Madouura commented 1 year ago

It is also possible without hardware, but not easy AFAIK

Yes, if possible that would be ideal since we could stick MIOpen on a (hopefully hydra or hydra-adjacent) server, which will likely be GPU-less and generate new KDBs per consumer/pro GPU release, as well as each major MIOpen change. The other option is to write a common configuration script and crowdsource (probably trusted, are there any potential security vulnerabilities you know of that a MIOpen kernel database can cause?) users who have hardware to generate and submit kernel databases. We can hopefully work around what makes this "not easy," and not have to rely on trust from user submissions.

Different networks use different primitives with different configurations, so MIOpen generates different kernels to implement them.

could the reason be that the miopen team generates/combines the kdb for a large assortment of neural networks?

Yes.

Okay, so in that case, if it's not proprietary and you and/or the team can share it, would you mind sharing the list (or a subset of the list depending on proprietariness) of neural networks the MIOpen team uses to generate the kernel databases? Considering "Different networks use different primitives with different configurations," I believe it may also be possible to write a program (probably using rocPRIM) to generate all possible different configurations. However, I strongly suspect we will reach ridiculous file sizes, and possibly ridiculous generation times if we attempt that. I'm unsure as to how realistic this approach would be. It can be titrated by generating for a subset of common (?) configurations, I suppose.

Madouura commented 1 year ago

One more thing to make sure of. For MIOpen, I suspect user kernel databases are generated on first neural network use, and then updated for each subsequent use. i.e.: I start up stable-diffusion, there is no .ukdb until I generate an image (I haven't verified this, it may be generated at the start), the .ukdb is generated, and then for each subsequent image generation the .ukdb is updated with anything that is different from the generations before. Would this be correct, or is everything generated on startup/first actual use? (i.e.: image generation)

Madouura commented 1 year ago

Are kernel databases just a collection of compute shaders?

atamazov commented 1 year ago

Yes.

atamazov commented 1 year ago

@Madouura Please provide a list of GPUs you need the pre-built kernels for. Maybe it would be possible to extend the list of "officially" supported GPUs with these.
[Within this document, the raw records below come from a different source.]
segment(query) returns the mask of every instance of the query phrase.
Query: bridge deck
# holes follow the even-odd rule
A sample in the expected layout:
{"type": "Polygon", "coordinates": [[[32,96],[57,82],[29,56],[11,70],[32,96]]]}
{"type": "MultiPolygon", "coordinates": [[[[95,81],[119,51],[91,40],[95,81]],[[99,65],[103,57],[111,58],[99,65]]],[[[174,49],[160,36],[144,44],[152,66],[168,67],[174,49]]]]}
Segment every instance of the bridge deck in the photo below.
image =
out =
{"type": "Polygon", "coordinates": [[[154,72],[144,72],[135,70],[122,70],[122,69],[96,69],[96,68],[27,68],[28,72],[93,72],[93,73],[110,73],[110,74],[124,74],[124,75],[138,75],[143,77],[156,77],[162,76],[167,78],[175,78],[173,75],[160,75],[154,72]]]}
@JehandadKhan Is it possible to provide an instruction that would allow the end users to generate the pre-compiled kernel packages for their GPUs without actual hardware?

/cc @junliume

Madouura commented 1 year ago

Sure. Looking at https://llvm.org/docs/AMDGPUUsage.html#processors, these should suffice.

Need

RDNA1 and up should be officially supported IIRC by most ROCm projects. I own the RX 6900XT (80CU) and the RX 6800 (60CU). When using with MIOpen, the 6900XT creates gfx1030_40 in the cache directory. I'm unsure as to why it's not gfx1030_80. I suspect the same might hold true if I used the 6800.

atamazov commented 1 year ago

When using with MIOpen, the 6900XT creates gfx1030_40 in the cache directory. I'm unsure as to why it's not gfx1030_80. I suspect the same might hold true if I used the 6800.

In MIOpen we use the number of Hardware Compute Units which is twice less than rocminfo reports for gfx103X GPUs.

Madouura commented 1 year ago

In that case, it makes sense to move gfx1031_20 down to "want."